The pending AMD ARM processors, which will be under the AMD Opteron A1100 Series (or "A-series") nameplate, will be manufactured using 28-nanometer fabrication technology.
The company will start sending samples of the new CPUs, code-named "Seattle," to partners in March or April, as well as development kits for the processor, including a motherboard and set of development software. "These will allow you to begin exploring your software on a server-caliber ARM processor," Feldman said.
It is also contributing to OCP a server design that can be used to build A-series systems. It will use OCP's common slot motherboard architecture called "Group Hug."

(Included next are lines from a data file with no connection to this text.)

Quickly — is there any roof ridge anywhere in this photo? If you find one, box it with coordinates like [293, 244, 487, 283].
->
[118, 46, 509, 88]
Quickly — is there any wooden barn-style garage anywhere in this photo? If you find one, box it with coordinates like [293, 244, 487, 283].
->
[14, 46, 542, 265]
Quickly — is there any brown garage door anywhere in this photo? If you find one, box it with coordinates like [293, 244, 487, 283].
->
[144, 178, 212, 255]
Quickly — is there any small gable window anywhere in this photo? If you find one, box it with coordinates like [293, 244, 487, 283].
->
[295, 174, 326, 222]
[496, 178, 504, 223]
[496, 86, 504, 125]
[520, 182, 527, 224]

Based on the ARM Cortex A57 core design, the AMD Opteron A1100 Series processors will come in either four- or eight-core configurations, with 64GB DRAM. They will have up to 4MB of shared L2 and 8MB of shared L3 cache, and configurable dual DDR3 or DDR4 memory channels with error correcting code that can run up to 1,866 MT (million transfers) per second.
The processors will be built on a SoC (system-on-a-chip) design and will feature eight lanes of PCI-Express Generation 3 I/O, eight Serial ATA 3 ports and two 10 Gigabit Ethernet ports. They will also have encryption/decryption and data compression co-processors, and up to four SODIMM, UDIMM, or RDIMM memory modules.
The AMD Opteron A-Series development kit is in effect a sample bare-bones computer running on the ARM processor. It includes a Micro-ATX-sized motherboard, four DIMM slots that can hold up to 128GB of DDR3 DRAM, PCI Express connectors configurable as a single x8 or dual x4 ports, and eight Serial-ATA connectors.
On the software side, the development kits will have a Fedora ARM Linux distribution, with device drivers and commonly used Web tier applications such as the Apache Web server, MySQL database engine, and the PHP, Java 7 and Java 8 programming languages. It also includes the standard Linux GNU tool chain for developing applications. It is booted through a standard UEFI (Unified Extensible Firmware Interface) secure boot environment.
AMD sees a fit for the new line of processors in servers that run Web applications and data center storage systems.